Jef Dukes, her former boss, had to lay off 20 people. He is in the process of applying for federal help. “I’m so glad we have an accountant,” he says, “because those programs are complicated, and they seem too good to be true.” Still, he says, “We are doing surprisingly well with take-out business. I am so grateful to our loyal and generous customers.”
Mike Reid, the city of Olympia’s economic development director, says the programs “sound too good to be true, but they are true. For small businesses, the good guys won this time.”
However, the federal programs have had a tangle of startup issues. Only banks approved by the Small Business Administration can process the loans and grants, and they put their own customers first in line. That means people who bank at non-SBA approved financial institutions are at a disadvantage. And already there is fear that the $349 billion package of federal help for small businesses will run out, and there’s a scramble to get Congress to replenish it.

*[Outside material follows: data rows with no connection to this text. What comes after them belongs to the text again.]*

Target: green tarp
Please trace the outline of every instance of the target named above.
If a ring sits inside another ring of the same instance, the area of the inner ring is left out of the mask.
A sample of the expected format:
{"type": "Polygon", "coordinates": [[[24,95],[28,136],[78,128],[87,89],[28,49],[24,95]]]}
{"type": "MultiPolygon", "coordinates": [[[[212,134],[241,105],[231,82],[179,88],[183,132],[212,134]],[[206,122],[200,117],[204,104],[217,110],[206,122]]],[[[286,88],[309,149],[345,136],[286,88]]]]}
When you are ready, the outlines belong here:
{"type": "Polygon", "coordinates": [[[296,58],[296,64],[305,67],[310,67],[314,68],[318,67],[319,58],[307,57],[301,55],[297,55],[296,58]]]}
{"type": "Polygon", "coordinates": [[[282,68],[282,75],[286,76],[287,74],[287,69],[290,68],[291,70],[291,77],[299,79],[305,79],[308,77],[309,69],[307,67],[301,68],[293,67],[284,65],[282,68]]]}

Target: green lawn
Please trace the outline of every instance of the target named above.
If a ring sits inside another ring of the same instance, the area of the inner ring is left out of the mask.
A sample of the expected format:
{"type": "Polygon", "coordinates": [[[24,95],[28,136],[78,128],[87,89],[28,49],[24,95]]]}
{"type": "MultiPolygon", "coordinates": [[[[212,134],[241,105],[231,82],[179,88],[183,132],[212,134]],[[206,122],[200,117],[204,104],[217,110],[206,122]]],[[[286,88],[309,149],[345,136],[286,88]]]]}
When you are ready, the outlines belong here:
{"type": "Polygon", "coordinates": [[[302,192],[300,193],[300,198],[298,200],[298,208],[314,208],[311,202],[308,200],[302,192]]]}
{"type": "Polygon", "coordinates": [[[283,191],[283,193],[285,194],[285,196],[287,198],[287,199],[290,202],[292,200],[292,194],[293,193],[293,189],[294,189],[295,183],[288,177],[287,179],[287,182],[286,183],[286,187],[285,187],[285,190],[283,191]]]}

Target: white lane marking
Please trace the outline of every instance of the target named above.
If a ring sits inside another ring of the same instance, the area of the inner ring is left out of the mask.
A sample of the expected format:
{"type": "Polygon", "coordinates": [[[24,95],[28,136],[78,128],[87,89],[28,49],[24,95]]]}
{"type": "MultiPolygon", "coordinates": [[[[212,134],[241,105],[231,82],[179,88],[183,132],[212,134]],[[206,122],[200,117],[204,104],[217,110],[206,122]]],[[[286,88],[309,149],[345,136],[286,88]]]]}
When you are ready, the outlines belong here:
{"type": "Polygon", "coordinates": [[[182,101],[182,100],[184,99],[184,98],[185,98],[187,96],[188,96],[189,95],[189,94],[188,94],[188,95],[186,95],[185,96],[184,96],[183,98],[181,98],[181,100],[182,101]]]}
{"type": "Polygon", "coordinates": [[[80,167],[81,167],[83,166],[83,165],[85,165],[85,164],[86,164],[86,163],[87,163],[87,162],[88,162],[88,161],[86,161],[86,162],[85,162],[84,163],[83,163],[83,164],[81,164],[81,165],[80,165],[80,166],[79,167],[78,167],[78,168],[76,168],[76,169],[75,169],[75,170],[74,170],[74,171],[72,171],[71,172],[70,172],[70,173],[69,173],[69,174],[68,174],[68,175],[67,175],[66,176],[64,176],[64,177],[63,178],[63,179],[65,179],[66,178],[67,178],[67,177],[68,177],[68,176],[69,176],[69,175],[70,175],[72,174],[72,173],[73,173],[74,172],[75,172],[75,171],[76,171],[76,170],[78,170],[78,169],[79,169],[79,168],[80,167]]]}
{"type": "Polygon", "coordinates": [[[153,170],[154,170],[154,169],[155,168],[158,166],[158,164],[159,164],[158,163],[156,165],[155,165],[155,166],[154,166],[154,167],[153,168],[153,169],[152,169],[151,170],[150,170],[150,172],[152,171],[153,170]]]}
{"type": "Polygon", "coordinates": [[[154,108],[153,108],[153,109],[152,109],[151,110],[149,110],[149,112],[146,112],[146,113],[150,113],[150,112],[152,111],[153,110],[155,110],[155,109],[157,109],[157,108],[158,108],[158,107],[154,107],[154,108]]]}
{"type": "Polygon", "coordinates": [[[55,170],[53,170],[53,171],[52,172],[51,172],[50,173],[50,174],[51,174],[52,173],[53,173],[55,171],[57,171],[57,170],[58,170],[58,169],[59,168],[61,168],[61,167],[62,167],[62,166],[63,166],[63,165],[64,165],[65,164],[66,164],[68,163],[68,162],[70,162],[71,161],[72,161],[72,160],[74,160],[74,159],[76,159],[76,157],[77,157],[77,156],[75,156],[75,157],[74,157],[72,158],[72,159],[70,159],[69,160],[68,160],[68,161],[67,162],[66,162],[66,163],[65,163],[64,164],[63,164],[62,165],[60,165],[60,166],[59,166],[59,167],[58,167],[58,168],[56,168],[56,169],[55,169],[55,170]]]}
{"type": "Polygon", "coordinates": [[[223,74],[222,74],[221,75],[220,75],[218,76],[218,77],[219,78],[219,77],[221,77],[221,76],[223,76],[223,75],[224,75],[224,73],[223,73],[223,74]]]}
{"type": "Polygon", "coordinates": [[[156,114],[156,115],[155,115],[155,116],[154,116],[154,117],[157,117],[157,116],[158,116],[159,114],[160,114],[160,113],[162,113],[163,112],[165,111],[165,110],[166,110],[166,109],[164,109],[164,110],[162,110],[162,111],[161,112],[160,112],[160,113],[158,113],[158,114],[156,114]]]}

State and local governments are producing a flurry of helpful programs and websites too. There’s a local hotline for small businesses in Thurston County, 888-821-6552, and a website, https://www.thurstonstrong.org, to answer questions about who’s doing what for whom, and how to apply for various programs.
Also, recognizing that one day we will wake up from this nightmare, Thurston County and its city governments already are gathering to craft a regional long-term recovery plan.
But there is still a deep well of urgent unmet needs for people like Stephanie Mills, and for nonprofits that have had to cancel fundraising events and programs that bring in revenue, like bingo and classes at the Senior Center. Senior Services for South Sound is facing an $80,000 deficit for this month alone. It is struggling to meet a big spike in demand for Meals on Wheels, since seniors can’t come to the center for lunch.
There are bright spots. The Community Foundation of South Puget Sound has teamed up with United Way of Thurston County to create a COVID-19 Response Fund. With money from that fund, the Thurston County Food Bank was able to hire four laid-off restaurant dishwashers to replace house-bound older volunteers, and to help meet the increased demand for food. The Response Fund also already has been able to help Senior Services, Catholic Community Services’ Community Kitchen, and Interfaith Works, and procured emergency supplies for low-income families with small children.
To help people like Stephanie Mills, the Fund is directing money to the Community Action Council. Even here, there may be a frustrating application process. Community Action Council CEO John Walsh acknowledges the difficulty. “Demand has exploded,” he says, “from a whole new population” calling an agency that was already stretched to help people fighting poverty. Applicants who crave a sympathetic human connection will have to navigate the agency’s automated phone tree — and are likely to be asked to leave a message. He advises people to “be persistent, and be patient.”
Persistence and patience do seem to be the order of the day for all those who’ve lost their jobs, or closed or limited their businesses. But they need help right now, while they are waiting for new programs to deliver results.
That’s why generosity from the rest of us is also the order of the day.
Those of us who aren’t broke can donate to the COVID-19 Response Fund, to other nonprofits, or directly to someone who has lost a job.
We also can support endangered local businesses as they find creative ways to stay alive. We can order food for take-out or delivery, so restaurants will survive for their employees to return to.
We can order books from local bookshops, or freshly made gelato delivered to our door. We can get drive-through doughnuts from Twisters.
The tragedy of this pandemic is beyond our control. But we have a superpower: the power to help each other and strengthen the bonds that hold our community together.